= Brian O'Shea (boxer) =

American boxer

Brian O'Shea (born in Chicago, Illinois) is an American former boxer, referee, and judge.

==Personal==
O'Shea is one of the fighting O'Shea brothers along with Rory O'Shea, Mike O'Shea and Tom O'Shea.

==Amateur career==
O'Shea had an outstanding amateur career, having won several Chicago Golden Gloves Open division titles. The titles he won include a championship at 126 lbs. in 1957, and at lightweight (135 lbs.) in 1958, 1959, 1960 & 1961. The 1958 title came at the expense of his brother Tom, who later moved down in weight and won the 1960 Open Division 126 lb. title. In 1960 he also was the National Golden Gloves Lightweight Champion.

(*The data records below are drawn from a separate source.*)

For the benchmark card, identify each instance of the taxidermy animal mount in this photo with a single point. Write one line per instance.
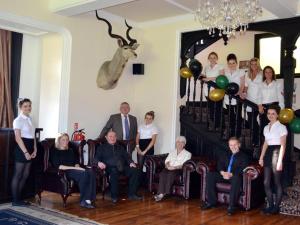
(110, 71)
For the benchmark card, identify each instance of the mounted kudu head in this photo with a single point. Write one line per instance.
(110, 71)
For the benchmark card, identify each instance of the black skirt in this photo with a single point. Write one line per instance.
(271, 156)
(143, 143)
(19, 154)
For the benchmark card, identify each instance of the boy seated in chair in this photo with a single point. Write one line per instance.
(229, 170)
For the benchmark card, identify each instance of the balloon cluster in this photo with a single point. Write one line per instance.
(194, 69)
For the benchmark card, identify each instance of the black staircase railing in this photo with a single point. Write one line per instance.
(238, 119)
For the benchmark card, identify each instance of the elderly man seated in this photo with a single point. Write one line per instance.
(229, 169)
(173, 165)
(115, 160)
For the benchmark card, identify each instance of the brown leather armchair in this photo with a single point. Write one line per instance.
(252, 191)
(181, 187)
(102, 179)
(55, 180)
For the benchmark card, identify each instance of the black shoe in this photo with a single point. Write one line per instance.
(275, 210)
(20, 203)
(207, 206)
(230, 211)
(135, 197)
(114, 200)
(268, 210)
(84, 204)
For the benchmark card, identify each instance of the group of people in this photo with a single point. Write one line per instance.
(259, 86)
(255, 84)
(111, 156)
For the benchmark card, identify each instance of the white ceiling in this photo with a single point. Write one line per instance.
(140, 11)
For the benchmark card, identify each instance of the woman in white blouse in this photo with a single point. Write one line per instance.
(271, 93)
(25, 151)
(173, 165)
(237, 76)
(253, 82)
(271, 158)
(146, 138)
(210, 73)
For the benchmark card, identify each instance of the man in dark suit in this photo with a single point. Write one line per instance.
(229, 169)
(115, 160)
(123, 124)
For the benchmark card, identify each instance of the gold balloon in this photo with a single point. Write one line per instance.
(286, 115)
(216, 95)
(185, 72)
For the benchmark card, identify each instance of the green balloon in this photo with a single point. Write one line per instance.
(222, 81)
(295, 125)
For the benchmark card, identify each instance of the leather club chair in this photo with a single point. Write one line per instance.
(252, 190)
(55, 180)
(181, 187)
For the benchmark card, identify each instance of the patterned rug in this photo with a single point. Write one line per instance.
(35, 215)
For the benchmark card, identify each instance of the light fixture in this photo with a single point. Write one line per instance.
(227, 15)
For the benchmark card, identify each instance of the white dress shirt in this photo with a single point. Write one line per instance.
(147, 131)
(24, 124)
(233, 77)
(253, 91)
(178, 159)
(211, 72)
(273, 135)
(271, 92)
(123, 125)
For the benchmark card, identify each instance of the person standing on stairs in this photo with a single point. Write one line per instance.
(271, 158)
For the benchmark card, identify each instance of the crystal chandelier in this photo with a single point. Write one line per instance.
(227, 15)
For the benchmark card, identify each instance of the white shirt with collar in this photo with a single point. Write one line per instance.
(178, 159)
(253, 91)
(211, 72)
(273, 135)
(123, 125)
(233, 77)
(271, 92)
(24, 124)
(147, 131)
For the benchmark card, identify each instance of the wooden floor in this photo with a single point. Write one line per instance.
(172, 211)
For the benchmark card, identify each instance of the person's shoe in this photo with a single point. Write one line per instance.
(20, 203)
(275, 210)
(84, 204)
(267, 210)
(159, 197)
(230, 211)
(135, 197)
(207, 206)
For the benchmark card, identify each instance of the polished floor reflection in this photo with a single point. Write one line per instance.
(172, 211)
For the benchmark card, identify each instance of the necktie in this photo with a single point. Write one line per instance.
(126, 128)
(230, 163)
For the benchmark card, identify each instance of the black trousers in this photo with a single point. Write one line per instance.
(215, 177)
(235, 113)
(253, 125)
(166, 180)
(86, 181)
(132, 173)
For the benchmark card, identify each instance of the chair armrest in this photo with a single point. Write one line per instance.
(203, 167)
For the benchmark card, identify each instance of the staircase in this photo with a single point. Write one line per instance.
(290, 204)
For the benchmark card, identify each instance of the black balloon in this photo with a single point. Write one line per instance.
(232, 88)
(196, 67)
(297, 113)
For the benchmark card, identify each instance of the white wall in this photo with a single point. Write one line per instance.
(50, 84)
(30, 75)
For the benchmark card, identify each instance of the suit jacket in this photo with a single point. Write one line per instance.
(112, 156)
(240, 162)
(115, 123)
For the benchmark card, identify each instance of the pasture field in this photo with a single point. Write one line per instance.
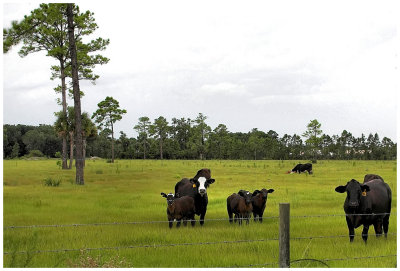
(129, 191)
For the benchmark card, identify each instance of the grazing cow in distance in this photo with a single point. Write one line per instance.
(370, 177)
(259, 201)
(197, 189)
(240, 205)
(367, 204)
(179, 208)
(299, 168)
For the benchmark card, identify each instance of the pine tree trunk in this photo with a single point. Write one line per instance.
(64, 105)
(112, 143)
(77, 99)
(84, 151)
(71, 149)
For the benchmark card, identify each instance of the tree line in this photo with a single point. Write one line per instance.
(185, 138)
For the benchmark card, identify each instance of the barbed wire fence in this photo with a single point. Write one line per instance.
(155, 246)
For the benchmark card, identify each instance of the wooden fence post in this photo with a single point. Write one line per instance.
(284, 235)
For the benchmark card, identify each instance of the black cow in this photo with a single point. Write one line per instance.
(299, 168)
(240, 205)
(367, 204)
(259, 201)
(197, 189)
(179, 208)
(370, 177)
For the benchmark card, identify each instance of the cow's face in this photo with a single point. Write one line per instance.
(246, 195)
(202, 184)
(170, 198)
(354, 191)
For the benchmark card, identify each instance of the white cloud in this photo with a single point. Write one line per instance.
(254, 64)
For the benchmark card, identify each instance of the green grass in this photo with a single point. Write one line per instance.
(129, 191)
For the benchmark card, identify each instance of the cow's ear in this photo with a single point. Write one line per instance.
(341, 189)
(365, 188)
(255, 192)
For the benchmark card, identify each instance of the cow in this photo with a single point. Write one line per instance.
(197, 189)
(370, 177)
(179, 208)
(259, 201)
(367, 204)
(299, 168)
(240, 205)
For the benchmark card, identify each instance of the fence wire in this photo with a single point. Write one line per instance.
(174, 245)
(165, 221)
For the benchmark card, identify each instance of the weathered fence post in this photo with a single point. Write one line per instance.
(284, 235)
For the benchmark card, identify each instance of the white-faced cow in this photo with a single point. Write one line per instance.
(197, 189)
(299, 168)
(259, 201)
(367, 204)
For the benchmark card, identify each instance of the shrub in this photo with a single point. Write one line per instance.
(52, 182)
(87, 261)
(35, 153)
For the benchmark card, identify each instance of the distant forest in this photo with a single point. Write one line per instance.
(183, 139)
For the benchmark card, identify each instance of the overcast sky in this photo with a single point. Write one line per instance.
(271, 65)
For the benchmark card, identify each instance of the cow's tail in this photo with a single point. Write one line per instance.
(389, 191)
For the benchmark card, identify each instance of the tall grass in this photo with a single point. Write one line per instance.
(129, 191)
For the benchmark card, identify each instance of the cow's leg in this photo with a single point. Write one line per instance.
(378, 228)
(230, 216)
(365, 233)
(386, 224)
(202, 219)
(351, 229)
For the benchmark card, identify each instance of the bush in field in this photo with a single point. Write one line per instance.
(35, 153)
(52, 182)
(87, 261)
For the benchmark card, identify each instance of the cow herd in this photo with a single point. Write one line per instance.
(365, 204)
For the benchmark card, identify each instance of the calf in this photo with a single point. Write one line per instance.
(299, 168)
(240, 205)
(259, 201)
(367, 204)
(179, 208)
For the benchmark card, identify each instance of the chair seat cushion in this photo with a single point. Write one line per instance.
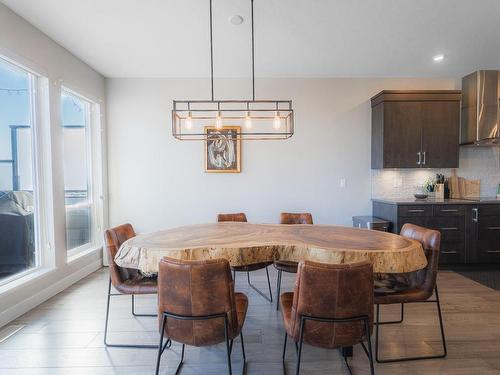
(251, 267)
(138, 285)
(398, 288)
(286, 266)
(286, 301)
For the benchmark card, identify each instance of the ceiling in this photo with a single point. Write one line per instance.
(299, 38)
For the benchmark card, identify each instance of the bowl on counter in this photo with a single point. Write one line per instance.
(420, 195)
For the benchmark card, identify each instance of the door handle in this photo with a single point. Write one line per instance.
(475, 215)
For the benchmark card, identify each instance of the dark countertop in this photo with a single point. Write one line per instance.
(413, 201)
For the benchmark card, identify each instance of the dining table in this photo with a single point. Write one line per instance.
(248, 243)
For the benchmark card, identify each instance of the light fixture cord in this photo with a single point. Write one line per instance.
(253, 57)
(211, 54)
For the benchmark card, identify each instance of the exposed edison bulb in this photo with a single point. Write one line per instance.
(218, 121)
(248, 121)
(277, 120)
(189, 121)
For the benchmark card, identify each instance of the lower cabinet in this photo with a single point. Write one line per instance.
(469, 233)
(486, 233)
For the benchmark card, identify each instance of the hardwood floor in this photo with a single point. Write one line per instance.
(65, 336)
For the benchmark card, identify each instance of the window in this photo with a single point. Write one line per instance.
(19, 199)
(79, 182)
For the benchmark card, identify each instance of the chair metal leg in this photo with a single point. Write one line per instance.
(301, 339)
(106, 327)
(347, 365)
(401, 318)
(278, 289)
(244, 356)
(270, 298)
(284, 354)
(369, 342)
(140, 315)
(404, 359)
(160, 345)
(228, 349)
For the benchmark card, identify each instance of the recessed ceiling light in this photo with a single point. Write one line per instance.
(235, 20)
(438, 58)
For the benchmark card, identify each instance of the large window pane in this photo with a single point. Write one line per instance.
(77, 170)
(18, 193)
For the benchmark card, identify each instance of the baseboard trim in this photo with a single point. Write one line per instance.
(28, 304)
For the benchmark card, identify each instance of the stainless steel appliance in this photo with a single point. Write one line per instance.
(480, 109)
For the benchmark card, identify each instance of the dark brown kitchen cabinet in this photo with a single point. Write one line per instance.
(486, 232)
(470, 232)
(415, 129)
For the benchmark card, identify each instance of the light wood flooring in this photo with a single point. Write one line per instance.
(65, 336)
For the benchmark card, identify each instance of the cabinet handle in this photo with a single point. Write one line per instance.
(475, 215)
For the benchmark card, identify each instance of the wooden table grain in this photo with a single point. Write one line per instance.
(247, 243)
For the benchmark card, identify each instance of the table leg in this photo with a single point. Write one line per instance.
(346, 351)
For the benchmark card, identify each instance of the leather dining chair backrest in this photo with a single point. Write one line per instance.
(332, 291)
(296, 218)
(430, 239)
(113, 239)
(196, 288)
(240, 217)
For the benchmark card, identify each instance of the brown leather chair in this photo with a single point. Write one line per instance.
(125, 280)
(420, 287)
(331, 307)
(285, 265)
(242, 218)
(197, 306)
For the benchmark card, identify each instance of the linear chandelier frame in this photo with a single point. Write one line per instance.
(256, 119)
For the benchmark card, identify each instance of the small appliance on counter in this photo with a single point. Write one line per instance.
(371, 222)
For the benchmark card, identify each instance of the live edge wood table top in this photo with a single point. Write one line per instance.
(246, 243)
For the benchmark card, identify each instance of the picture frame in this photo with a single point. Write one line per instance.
(222, 149)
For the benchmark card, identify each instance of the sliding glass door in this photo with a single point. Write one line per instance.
(19, 208)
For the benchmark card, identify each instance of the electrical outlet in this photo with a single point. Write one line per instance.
(397, 182)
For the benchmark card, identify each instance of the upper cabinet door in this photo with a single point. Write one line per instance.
(402, 135)
(440, 134)
(415, 129)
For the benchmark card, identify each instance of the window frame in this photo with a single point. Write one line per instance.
(94, 160)
(37, 96)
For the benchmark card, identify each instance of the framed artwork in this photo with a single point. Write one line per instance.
(222, 150)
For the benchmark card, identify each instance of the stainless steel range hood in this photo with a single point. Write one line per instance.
(480, 109)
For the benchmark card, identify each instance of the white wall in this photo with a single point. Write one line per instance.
(22, 42)
(156, 181)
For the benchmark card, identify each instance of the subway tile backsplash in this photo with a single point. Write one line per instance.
(482, 163)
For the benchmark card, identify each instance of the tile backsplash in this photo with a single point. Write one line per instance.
(481, 163)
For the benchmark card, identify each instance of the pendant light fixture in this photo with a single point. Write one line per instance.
(256, 119)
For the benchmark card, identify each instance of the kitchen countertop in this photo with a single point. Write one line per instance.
(413, 201)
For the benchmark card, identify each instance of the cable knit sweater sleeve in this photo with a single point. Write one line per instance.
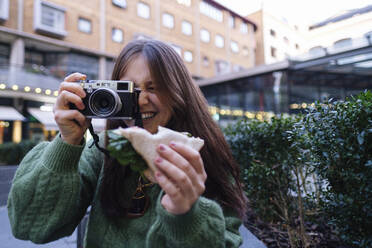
(205, 225)
(50, 194)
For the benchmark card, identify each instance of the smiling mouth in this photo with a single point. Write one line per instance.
(148, 115)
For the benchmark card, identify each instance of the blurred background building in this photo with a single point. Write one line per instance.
(328, 60)
(41, 41)
(248, 67)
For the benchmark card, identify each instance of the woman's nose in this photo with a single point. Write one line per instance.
(143, 98)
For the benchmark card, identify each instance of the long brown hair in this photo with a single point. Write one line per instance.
(189, 114)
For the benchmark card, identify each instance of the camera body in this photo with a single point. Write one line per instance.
(109, 99)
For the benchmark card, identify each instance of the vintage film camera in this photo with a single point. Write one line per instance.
(109, 99)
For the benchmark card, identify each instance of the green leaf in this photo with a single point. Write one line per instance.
(121, 149)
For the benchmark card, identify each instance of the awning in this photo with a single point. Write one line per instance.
(10, 114)
(47, 119)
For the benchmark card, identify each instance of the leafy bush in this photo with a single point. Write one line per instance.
(273, 157)
(13, 153)
(340, 135)
(317, 168)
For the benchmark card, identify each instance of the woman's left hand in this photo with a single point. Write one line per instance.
(181, 175)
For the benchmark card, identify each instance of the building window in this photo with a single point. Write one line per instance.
(184, 2)
(186, 28)
(244, 28)
(4, 54)
(286, 40)
(219, 41)
(204, 35)
(222, 67)
(168, 20)
(273, 52)
(317, 51)
(187, 55)
(176, 48)
(205, 61)
(117, 35)
(245, 51)
(4, 10)
(272, 33)
(342, 44)
(234, 47)
(143, 10)
(141, 37)
(211, 11)
(85, 25)
(120, 3)
(231, 22)
(49, 18)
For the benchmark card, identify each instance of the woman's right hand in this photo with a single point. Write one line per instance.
(71, 123)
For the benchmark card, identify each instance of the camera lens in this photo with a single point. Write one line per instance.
(104, 102)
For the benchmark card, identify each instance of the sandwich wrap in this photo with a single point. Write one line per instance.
(145, 143)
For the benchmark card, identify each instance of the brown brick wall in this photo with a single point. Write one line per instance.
(128, 21)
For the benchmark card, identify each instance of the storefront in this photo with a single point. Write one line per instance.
(288, 87)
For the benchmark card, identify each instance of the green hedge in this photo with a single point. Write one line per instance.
(301, 169)
(340, 135)
(13, 153)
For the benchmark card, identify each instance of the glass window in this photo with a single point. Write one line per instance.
(211, 11)
(52, 17)
(245, 51)
(186, 28)
(85, 25)
(317, 51)
(184, 2)
(109, 67)
(168, 20)
(244, 28)
(176, 48)
(234, 46)
(120, 3)
(117, 35)
(143, 10)
(4, 10)
(4, 54)
(49, 18)
(222, 67)
(219, 41)
(205, 61)
(273, 52)
(204, 35)
(286, 40)
(272, 33)
(140, 36)
(344, 43)
(231, 22)
(187, 55)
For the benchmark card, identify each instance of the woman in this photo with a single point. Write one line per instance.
(197, 201)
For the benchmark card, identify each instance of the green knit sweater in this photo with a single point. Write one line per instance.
(56, 183)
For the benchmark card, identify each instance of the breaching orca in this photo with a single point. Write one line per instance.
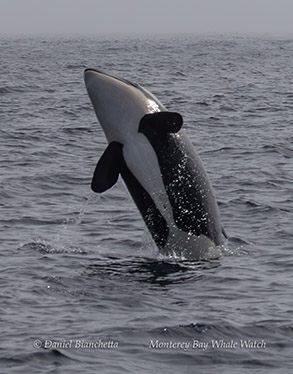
(158, 164)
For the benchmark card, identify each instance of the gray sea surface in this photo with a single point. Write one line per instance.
(83, 288)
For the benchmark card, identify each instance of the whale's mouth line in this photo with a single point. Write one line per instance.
(114, 77)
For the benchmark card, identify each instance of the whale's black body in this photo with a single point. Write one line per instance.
(161, 170)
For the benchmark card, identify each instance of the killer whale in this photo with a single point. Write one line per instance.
(158, 164)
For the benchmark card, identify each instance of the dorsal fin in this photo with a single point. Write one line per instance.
(161, 122)
(108, 168)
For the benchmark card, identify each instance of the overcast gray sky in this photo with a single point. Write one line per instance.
(146, 16)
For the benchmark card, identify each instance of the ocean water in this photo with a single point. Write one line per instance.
(83, 288)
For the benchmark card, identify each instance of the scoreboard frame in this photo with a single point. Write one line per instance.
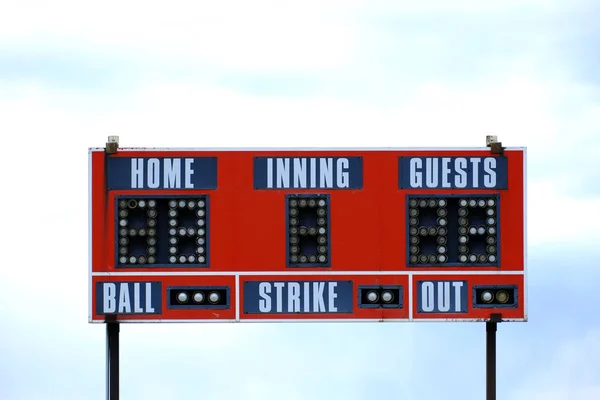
(236, 278)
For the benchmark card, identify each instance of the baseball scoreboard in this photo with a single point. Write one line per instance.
(235, 235)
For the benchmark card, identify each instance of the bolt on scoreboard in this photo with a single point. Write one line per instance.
(234, 235)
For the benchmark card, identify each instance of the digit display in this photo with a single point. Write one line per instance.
(161, 231)
(307, 218)
(450, 230)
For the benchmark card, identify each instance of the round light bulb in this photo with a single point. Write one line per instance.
(372, 296)
(487, 296)
(182, 297)
(214, 297)
(198, 297)
(502, 296)
(387, 296)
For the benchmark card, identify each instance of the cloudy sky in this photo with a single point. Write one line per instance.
(281, 73)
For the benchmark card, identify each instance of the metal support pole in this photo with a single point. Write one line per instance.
(491, 327)
(112, 360)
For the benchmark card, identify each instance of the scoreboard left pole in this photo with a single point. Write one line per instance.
(112, 360)
(112, 325)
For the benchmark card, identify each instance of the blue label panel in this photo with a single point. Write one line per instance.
(308, 173)
(161, 173)
(128, 298)
(302, 297)
(442, 297)
(453, 172)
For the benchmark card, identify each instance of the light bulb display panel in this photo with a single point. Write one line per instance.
(456, 230)
(159, 231)
(307, 220)
(308, 234)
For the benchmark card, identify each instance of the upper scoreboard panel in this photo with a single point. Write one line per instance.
(307, 209)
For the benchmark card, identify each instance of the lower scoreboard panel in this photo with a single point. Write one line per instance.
(340, 297)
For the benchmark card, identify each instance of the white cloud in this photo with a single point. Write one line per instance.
(571, 374)
(259, 35)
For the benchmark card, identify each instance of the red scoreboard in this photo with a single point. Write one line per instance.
(234, 235)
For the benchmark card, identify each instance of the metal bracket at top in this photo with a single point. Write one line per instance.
(494, 145)
(112, 145)
(495, 317)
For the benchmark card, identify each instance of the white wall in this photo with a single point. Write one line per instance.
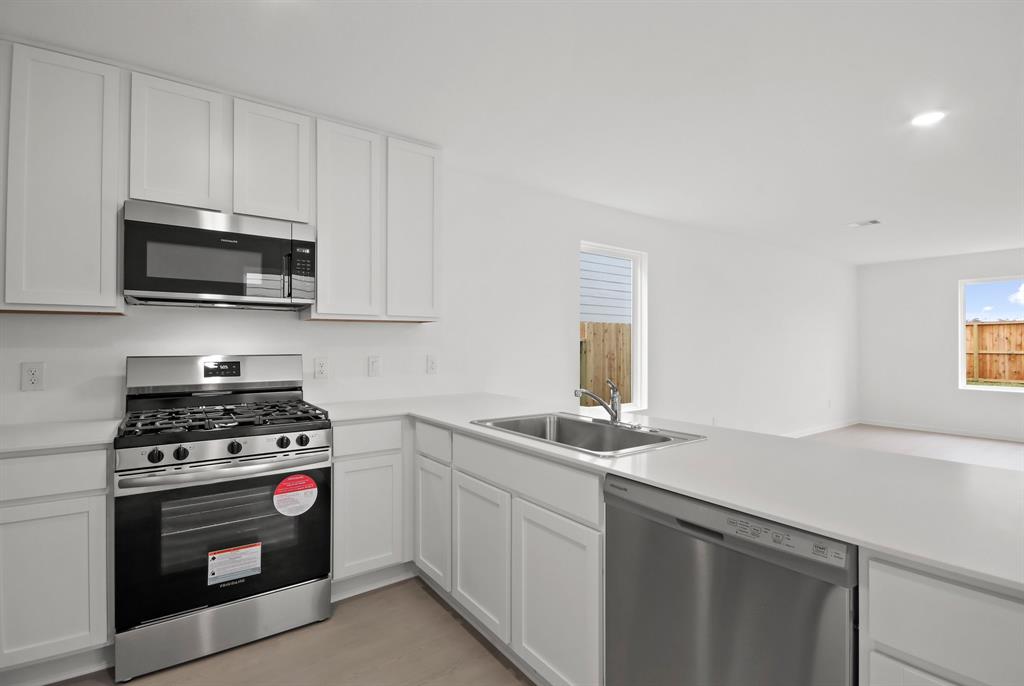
(909, 336)
(753, 336)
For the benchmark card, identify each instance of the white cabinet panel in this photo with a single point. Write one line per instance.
(62, 178)
(556, 595)
(349, 236)
(368, 514)
(887, 672)
(481, 538)
(40, 475)
(562, 488)
(412, 229)
(368, 437)
(945, 624)
(52, 579)
(271, 162)
(433, 520)
(180, 143)
(433, 441)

O'Shea was the National AAU Light Welterweight Champion in 1959, and won the 1960 132 lb championship. Also in 1960 he won the Chicago Golden Gloves Tournament of Champions in the 135 lb. division. In 1961 he won the Intercity Golden Gloves (alternate) in the 135 lb. division.

==Pro career==
O'Shea turned pro in 1961 was undefeated until being TKO'd by John White in 1962. After another win streak, he again lost via KO to White in 1963. He retired in 1965.

==Referee and judge==
O'Shea served as a boxing judge and referee after his pro career concluded.